Which committee approved the ethics of this study, and what is the approval number?
The Research Ethics Committee, Faculty of Nursing, Chiangmai University, approval number 050/2022.
What is the trial registration number and registry?
TCTR20220620003, registered with the Thai Clinical Trials Registry.
What limitation regarding cluster numbers do the authors acknowledge?
The small number of subdistricts (only two intervention, two control), which limits statistical power and raises the possibility of spillover effects between neighbouring communities.
Search-ready answers
Frequently asked questions
Has this trial already reported its results?
No. This is a study protocol describing the planned design of an ongoing cluster randomised controlled trial; efficacy results have not yet been published.
What is a community participatory intervention for suicide prevention?
In this trial, it is a two-part program combining a one-year capacity-building process (workshops on data collection, planning, and skills training) with a year of community-designed and community-delivered actions such as counselling, psychosocial support, economic assistance, and self-harm prevention education.
Why did researchers focus on community-level intervention instead of expanding hospital-based care further?
Because Thailand's earlier hospital-oriented depression care system (implemented from around 2010) substantially increased treatment access (from 5.1% in 2009 to 48.5% by 2016) without reducing the national suicide mortality rate, suggesting community-level factors also need to be addressed.
How does a cluster randomised controlled trial differ from a standard individually randomised trial?
In a cluster trial, whole groups (here, subdistricts) are randomly assigned to intervention or control, rather than individual participants, because the intervention is delivered at the community level rather than to single patients.
How many people are being recruited into this trial?
The researchers calculated a need for 235 participants per arm, and are recruiting 294 per arm (about 588 total) to allow for an expected 20% dropout.
Who is eligible to take part in this trial?
Adults 18 years or older recruited from subdistrict health centres who have a past suicide attempt, a chronic mental illness, a chronic non-communicable disease, or a major life crisis such as job loss, debt, or bereavement.
What tool is used to measure the trial's main outcome?
An 8-question Thai suicidality assessment tool with reported sensitivity of 0.96 and specificity of 0.91.

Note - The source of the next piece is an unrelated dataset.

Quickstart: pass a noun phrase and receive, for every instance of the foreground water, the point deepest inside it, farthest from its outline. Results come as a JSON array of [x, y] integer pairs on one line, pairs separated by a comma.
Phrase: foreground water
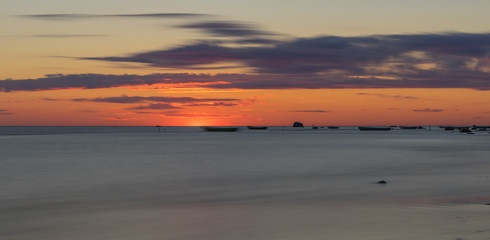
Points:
[[183, 183]]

Where is this trial taking place?
In two districts of Chiangmai Province, Thailand: Mae Rim and Muang, chosen for their high local suicide rates.
What are the main limitations of this trial's design?

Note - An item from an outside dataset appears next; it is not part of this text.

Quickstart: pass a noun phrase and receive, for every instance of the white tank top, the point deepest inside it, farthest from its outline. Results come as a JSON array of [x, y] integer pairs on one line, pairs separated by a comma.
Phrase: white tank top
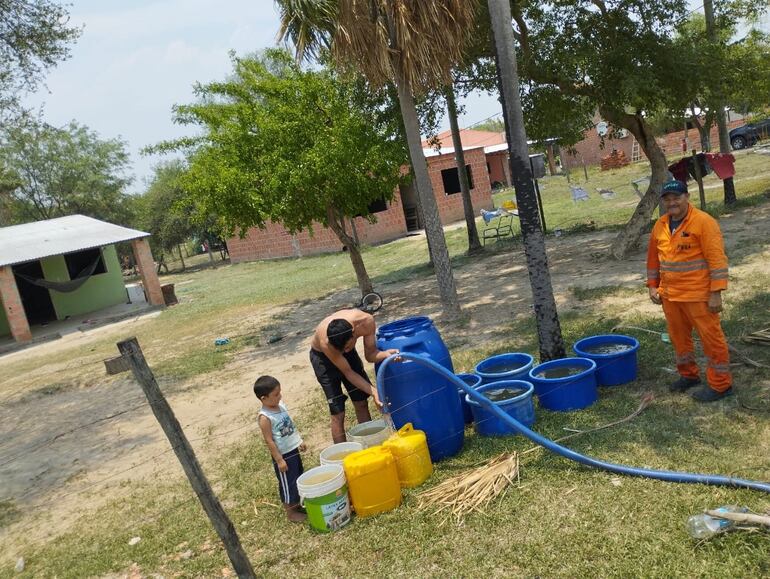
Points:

The trial includes only two intervention and two control subdistricts, a small number of clusters that limits statistical power and creates a risk of spillover effects between neighbouring communities.
Was this study ethically approved and registered?
Yes. It was approved by the Research Ethics Committee, Faculty of Nursing, Chiangmai University (number 050/2022) and is prospectively registered with the Thai Clinical Trials Registry (TCTR20220620003).